The way we buy cars offers a great example of what I call “binge/purge” money management.
For the auto industry, 2018 was a solid year. Some 17.3 million vehicles were sold (the fourth straight year with more than 17 million vehicles sold), with SUVs and trucks leading the way. Auto industry writers, such as Jason Unrau, attribute the strong sales, in large part, to low gas prices. “At the pumps, if the average price of gasoline in America remains under the $3 mark, you can expect larger vehicles to fly off the lot.”
It happens all the time. Outside circumstances change, and our behavior follows.
A common mistake with investing
Binge/purge is standard operating procedure for many investors as well. It can be seen in annual surveys in which investors underperform the funds they invest in. For example, a Morningstar study found that in a 10-year period through the end of 2016, the average investor in diversified equity mutual funds underperformed the average diversified equity fund.
How can that happen? When the market falls, fear prompts a run for the exits. Once they’ve gotten out, binge/purge investors often find it much more difficult to get back in, and usually do so only after the market has exceeded its previous high.
A better way
One of my favorite investment writers is Jason Zweig, who writes the Intelligent Investor column in the Wall Street Journal. After hundreds of columns in which he closely studied the market, one principle stood out.
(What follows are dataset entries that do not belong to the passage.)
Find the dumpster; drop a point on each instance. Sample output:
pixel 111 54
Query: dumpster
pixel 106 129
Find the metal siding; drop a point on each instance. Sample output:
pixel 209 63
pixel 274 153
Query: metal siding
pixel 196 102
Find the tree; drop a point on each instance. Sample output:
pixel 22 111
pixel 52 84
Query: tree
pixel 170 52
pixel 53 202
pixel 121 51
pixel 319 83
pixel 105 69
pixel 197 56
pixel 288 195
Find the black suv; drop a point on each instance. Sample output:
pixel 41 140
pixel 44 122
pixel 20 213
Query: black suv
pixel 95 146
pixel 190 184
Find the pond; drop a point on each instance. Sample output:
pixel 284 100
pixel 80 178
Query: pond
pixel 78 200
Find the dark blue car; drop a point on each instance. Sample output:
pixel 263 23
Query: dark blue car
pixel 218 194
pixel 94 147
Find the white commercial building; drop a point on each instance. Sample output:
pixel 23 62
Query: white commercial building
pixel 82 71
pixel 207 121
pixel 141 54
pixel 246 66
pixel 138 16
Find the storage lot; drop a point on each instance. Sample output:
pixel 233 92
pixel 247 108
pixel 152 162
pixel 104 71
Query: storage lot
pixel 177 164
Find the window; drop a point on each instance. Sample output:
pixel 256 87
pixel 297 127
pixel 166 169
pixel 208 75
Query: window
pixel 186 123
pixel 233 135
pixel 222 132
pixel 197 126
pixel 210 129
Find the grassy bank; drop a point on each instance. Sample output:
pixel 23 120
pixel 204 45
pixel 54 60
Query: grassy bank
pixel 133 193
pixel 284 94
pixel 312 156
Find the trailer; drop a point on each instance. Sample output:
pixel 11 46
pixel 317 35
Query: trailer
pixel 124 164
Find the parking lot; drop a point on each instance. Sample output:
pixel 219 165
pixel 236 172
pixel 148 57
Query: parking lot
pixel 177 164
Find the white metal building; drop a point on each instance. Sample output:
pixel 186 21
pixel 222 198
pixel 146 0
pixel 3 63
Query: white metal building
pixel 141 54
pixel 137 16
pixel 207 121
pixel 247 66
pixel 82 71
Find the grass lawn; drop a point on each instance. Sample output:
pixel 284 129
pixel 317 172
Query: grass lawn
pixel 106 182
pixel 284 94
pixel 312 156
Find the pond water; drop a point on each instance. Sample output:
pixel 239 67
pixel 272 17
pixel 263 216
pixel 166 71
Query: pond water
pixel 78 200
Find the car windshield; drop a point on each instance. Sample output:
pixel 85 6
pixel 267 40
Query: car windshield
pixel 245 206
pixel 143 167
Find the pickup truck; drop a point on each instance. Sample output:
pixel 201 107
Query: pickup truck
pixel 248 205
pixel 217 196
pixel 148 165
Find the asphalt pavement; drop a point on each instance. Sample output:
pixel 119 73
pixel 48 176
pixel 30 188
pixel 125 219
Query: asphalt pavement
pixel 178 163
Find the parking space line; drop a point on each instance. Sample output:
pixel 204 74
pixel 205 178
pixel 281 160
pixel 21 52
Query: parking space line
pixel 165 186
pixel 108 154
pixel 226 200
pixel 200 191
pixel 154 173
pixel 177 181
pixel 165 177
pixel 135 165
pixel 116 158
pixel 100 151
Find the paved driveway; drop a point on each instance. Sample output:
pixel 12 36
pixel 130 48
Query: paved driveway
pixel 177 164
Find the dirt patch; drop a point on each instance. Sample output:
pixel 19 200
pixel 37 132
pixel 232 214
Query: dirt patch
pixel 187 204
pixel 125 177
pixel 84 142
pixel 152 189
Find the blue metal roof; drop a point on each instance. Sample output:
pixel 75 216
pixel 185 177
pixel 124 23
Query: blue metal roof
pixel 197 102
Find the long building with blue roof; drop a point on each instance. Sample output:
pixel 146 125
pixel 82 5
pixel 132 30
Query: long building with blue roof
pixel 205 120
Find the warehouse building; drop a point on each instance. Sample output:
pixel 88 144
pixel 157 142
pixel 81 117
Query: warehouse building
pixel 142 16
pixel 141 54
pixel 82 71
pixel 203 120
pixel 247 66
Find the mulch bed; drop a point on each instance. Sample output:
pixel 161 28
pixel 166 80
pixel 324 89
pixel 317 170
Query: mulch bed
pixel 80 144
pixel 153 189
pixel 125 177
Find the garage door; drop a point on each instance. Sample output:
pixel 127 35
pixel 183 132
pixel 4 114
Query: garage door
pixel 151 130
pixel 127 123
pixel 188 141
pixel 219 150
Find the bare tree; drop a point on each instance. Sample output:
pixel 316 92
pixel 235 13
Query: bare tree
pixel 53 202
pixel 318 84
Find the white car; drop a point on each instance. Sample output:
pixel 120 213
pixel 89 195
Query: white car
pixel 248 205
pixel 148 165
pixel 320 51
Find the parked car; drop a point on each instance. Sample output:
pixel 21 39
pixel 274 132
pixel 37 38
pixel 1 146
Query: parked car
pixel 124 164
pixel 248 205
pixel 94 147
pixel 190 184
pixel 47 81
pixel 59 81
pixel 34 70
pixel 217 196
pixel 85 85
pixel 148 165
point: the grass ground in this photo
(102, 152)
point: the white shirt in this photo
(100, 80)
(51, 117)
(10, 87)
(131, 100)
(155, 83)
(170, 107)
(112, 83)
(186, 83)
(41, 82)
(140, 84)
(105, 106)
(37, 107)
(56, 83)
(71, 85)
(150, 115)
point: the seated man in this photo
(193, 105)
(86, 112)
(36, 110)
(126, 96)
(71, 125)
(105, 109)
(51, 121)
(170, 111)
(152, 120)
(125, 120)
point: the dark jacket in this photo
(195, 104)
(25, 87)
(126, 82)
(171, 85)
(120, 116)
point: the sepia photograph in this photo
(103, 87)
“From financial history and from my own experience,” Zweig wrote, “I long ago concluded that regression to the mean is the most powerful law in financial physics: Periods of above-average performance are inevitably followed by below-average returns, and bad times inevitably set the stage for surprisingly good performance.”
In other words, bull markets are followed by bear markets, which are followed by bull markets, and on and on. Investing is best done from the perspective of a long-term investor, not a short-term trader. Recognize that something you can control, time in the market, is far more important to your success than the impossible-to-achieve goal of perfect market timing. Find an investment strategy you can stay with in good times and in bad, and then, in fact, stay with it.
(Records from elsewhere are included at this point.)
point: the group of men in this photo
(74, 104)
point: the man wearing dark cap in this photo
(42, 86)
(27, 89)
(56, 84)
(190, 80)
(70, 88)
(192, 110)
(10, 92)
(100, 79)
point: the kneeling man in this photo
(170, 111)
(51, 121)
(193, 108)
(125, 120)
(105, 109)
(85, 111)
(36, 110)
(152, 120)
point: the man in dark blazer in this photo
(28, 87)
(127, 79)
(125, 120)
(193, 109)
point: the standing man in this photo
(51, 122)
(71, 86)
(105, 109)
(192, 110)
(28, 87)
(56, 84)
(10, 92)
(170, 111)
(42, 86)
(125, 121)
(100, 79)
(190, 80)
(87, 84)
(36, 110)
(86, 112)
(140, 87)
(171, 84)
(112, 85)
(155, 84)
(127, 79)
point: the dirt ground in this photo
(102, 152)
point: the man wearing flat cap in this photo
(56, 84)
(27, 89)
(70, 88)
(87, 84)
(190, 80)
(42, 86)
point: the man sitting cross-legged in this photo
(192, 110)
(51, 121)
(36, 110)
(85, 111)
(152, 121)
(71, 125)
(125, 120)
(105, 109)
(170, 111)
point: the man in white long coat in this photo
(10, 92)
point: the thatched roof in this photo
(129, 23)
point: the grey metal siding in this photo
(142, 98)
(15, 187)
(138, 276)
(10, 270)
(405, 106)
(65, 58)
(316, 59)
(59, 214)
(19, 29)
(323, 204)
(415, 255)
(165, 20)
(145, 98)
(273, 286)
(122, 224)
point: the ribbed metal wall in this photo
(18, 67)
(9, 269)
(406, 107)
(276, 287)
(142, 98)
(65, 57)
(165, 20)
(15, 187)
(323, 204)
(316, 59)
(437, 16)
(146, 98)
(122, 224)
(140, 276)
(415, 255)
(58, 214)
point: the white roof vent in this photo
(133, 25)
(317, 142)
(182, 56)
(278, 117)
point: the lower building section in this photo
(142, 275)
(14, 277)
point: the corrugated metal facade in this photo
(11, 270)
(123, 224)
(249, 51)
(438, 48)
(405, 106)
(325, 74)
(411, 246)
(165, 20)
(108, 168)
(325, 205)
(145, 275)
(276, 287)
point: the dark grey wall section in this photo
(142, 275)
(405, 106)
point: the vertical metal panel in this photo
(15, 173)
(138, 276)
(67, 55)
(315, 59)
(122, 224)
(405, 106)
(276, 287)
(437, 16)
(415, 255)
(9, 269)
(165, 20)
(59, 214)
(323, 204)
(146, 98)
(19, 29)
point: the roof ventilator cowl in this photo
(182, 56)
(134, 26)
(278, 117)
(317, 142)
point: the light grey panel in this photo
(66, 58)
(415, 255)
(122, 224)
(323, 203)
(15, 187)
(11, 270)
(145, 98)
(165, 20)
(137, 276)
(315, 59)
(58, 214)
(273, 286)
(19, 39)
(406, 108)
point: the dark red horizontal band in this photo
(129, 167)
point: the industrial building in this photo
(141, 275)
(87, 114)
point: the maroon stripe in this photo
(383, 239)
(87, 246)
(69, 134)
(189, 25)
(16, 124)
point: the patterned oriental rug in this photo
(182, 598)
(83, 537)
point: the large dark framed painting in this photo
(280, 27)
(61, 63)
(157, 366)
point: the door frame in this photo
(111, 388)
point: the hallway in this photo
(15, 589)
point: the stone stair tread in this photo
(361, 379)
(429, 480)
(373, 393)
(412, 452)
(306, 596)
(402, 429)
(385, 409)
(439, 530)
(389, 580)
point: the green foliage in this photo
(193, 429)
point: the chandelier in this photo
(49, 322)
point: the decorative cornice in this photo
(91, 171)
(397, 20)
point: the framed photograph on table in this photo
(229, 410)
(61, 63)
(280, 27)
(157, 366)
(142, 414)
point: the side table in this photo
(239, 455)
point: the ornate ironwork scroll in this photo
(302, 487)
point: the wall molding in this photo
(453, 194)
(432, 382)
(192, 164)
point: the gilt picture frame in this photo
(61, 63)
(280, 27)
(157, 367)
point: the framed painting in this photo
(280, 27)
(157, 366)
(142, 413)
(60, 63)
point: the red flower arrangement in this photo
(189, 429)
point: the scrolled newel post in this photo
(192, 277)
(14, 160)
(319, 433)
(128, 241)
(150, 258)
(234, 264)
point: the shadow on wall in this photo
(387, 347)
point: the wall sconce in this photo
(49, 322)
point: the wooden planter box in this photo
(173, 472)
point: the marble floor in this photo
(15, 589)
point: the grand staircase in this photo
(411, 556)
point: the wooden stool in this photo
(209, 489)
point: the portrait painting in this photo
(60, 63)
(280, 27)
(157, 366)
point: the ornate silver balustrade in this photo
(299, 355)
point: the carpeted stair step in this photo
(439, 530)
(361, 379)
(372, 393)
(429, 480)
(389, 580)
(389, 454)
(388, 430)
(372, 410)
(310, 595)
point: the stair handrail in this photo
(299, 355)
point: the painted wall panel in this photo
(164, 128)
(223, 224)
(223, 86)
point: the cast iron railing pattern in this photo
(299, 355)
The same principle can be seen with many financial decisions, such as buying a car. Just like the stock market, gas prices are cyclical. Low prices are followed by high prices, which are followed by low prices, and on and on. Vehicles are best bought with cash and kept for a long time—long enough to drive them through several cycles of changing oil prices. Buy vehicles you can afford to drive no matter how much gas costs. How will that SUV you’re thinking of buying impact your household budget if when gas goes to $4 per gallon?
No more financial binging and purging
Recognizing the cyclical nature of the economy is one thing. Resisting the temptation to be swayed by especially good or bad times is more difficult. As Zweig cautioned, “…humans perceive reality in short bursts and streaks, making a long-term perspective almost impossible to sustain…”
Developing that long-term perspective is an important part of what it means to be proactive with money instead of reactive, an initiator instead of a responder, a steward or manager—or, as I prefer, a wise builder—instead of a consumer.
Winning with money is about making financial decisions that work well under today’s circumstances, and would still hold up under very different circumstances.
Are you considering a significant financial decision right now? How will you feel about it when circumstances change, for better or for worse? How much would today’s circumstances have to change in order for you to regret the decision you’re contemplating?
What’s an example of a financial decision you’ve made that has held up well under different economic conditions, or one that didn’t hold up so well?